When I was younger, I would get so excited for school the next morning, that I would actually have difficulty falling asleep sometimes. I was the kid that raised their hand for almost every question with that “call on me or I’ll die” expression plastered on their face. I was, as my report cards reminded me, a pleasure to have in class. With this behavior came a few inconsistencies; things that didn’t quite match my Try Hard Aesthetic.

They began making themselves known in second grade, around the time when actual grades became a thing. One of the most extreme things I did was psyche myself out so bad during tests that I was basically made exempt from them because my teachers couldn't calm me down.
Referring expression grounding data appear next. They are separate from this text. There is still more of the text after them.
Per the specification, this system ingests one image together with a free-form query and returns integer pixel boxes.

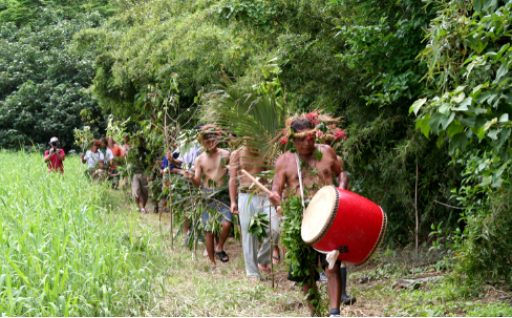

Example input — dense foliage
[0,3,115,150]
[74,0,460,247]
[413,0,512,287]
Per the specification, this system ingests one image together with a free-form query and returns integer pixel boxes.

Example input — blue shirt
[161,150,181,170]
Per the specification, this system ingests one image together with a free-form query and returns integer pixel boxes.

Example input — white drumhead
[301,186,337,244]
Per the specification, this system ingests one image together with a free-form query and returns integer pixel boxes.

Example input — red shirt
[107,145,124,170]
[45,149,65,173]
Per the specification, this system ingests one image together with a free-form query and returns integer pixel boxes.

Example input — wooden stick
[240,169,272,196]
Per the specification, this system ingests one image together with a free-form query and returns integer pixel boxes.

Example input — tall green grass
[0,151,165,316]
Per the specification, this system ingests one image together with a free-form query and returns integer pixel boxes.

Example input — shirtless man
[269,117,354,317]
[184,125,232,269]
[229,143,281,281]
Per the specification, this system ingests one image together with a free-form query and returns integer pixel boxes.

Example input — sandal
[141,208,147,214]
[215,250,229,263]
[258,264,271,274]
[249,277,259,282]
[273,248,281,264]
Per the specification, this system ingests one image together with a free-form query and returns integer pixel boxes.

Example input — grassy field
[2,151,512,317]
[0,151,167,316]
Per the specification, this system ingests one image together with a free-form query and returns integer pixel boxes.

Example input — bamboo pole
[240,169,272,195]
[415,157,419,257]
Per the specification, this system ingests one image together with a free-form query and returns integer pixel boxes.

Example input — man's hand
[269,191,281,207]
[230,202,238,214]
[183,170,193,179]
[80,153,84,159]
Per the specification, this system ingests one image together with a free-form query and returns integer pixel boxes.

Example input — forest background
[0,0,511,293]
Fortunately for me, when you’re eight, cute, and visibly trying your best you can get away with a lot, or at least I did. Hence what I have come to call: Good "Bad-Student" Privilege. I was a good student in the sense that I cared incredibly deeply about learning. I always wanted to genuinely understand things. This is a trait I pride myself on to this day. On top of this, however, I became a perfectionist. 
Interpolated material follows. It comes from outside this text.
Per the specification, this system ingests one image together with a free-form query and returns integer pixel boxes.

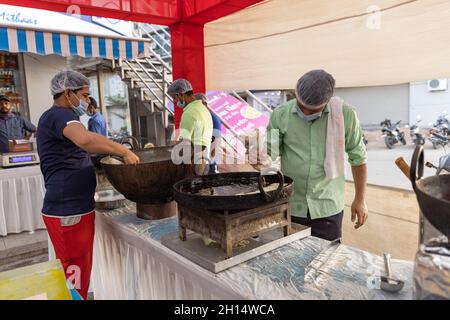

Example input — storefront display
[0,52,28,117]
Loving learning for myself wasn't enough. I became obsessive, and when I didn't reach my standard of "success" I would choose to not show any signs of effort. This lead to skipping class when I was confused about a topic to "research it myself" (read: crying in the bathroom) or not turning in work because I "didn't like the finished product" (read: not even trying assignments because they seemed too daunting). This, unfortunately, bled into things I wasn't nervous about doing, fun assignments that weren't even all that time-consuming. Everything overwhelmed me and I pretty much stopped trying altogether. Yet time and again, my teachers would give me second chances…and third and fourth and fifth chances. When I passed classes, I often understood that my teachers had passed me, not that I had passed their classes. I somehow managed to impress them by accomplishing the bare minimum. “Ali, are you actually turning in your homework on time? Or do my eyes deceive me…” I felt like all of this was part of the whole "Bad Good-Student" paradigm. I was once good, I could actually put in effort rather than just try to put in the effort, but I had become bad. I did all the things a bad student would do, but I was still good, right? It seemed as though they were giving me the privileges of a good student while I continued to display bad student tendencies.
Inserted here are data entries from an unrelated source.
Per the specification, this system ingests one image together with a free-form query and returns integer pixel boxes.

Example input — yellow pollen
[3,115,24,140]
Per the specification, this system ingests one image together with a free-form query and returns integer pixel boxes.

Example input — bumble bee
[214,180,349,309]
In my mind, my teachers must have seen me as good, but I felt like I knew the truth. A truth they couldn't see. I knew I was bad. I wasn't what they thought I was. What did they see in me, anyway? Why were they trusting me to take their opportunities if every time I continued to let them down? I was losing a battle to myself, I thought, and for some reason, they couldn't tell. So why? Because they still saw the effort, I guess. The effort fighting so hard against the layers of perfectionism holding it back from breaking the surface. It got to the point where I would lay in bed and wonder how I had tricked everyone so well without even consciously trying to. It seemed more plausible that I was a good liar than a good communicator. I had everyone fooled into thinking I was worth helping when really I was as much of a lost cause as someone who never believed in themself in the first place. I think you can see where this is leading. I had developed this whole concept, of "Bad Good-Student Privilege" because this convoluted idea was easier for me to rationalize than the possibility of me just being enough

In my most depressed state, a doctor of mine encouraged me to research Imposter Syndrome. So I did, and from the blue glow of my laptop screen in the dark of my bedroom came a very unsettling sense that maybe I was wrong. Maybe people had faith in me for a reason. It's been almost three years since then, and while I still struggle to understand why professors, employers, friends, and family continue to think I am worth working with, I have since realized something that has completely changed the way I view things. If everyone in your life is telling you you're worth it, believe them. Why is the one voice in your head telling you that you're faking your competence more trustworthy than the abundance of external life-lines being thrown at you because the people throwing them think you have a real chance at success. 

It's hard to feel like you are deserving of help sometimes, or even love. But if people are continuing to help you, to love you, to advocate for you-- you are worth it. You get where you are because of what you do. The good people see in you is real. Liars don't worry that they're liars in the same way that bad people don't worry that they're bad; they are too busy worrying about the end result, calculating the necks they will step on to get to the top. If you are impressed by where you are, leave it at that. Don't tell yourself you don't deserve it. You deserve what you've worked for, you HAVE worked for it. Stop convincing yourself that you haven't. 

I wrote this article for anyone who struggles with this as well, but I also wrote it for myself, because I have really needed this reminder lately. Ali, if your professor wants to help you, let them, don't extrapolate over why they would bother helping such a fundamentally bad student.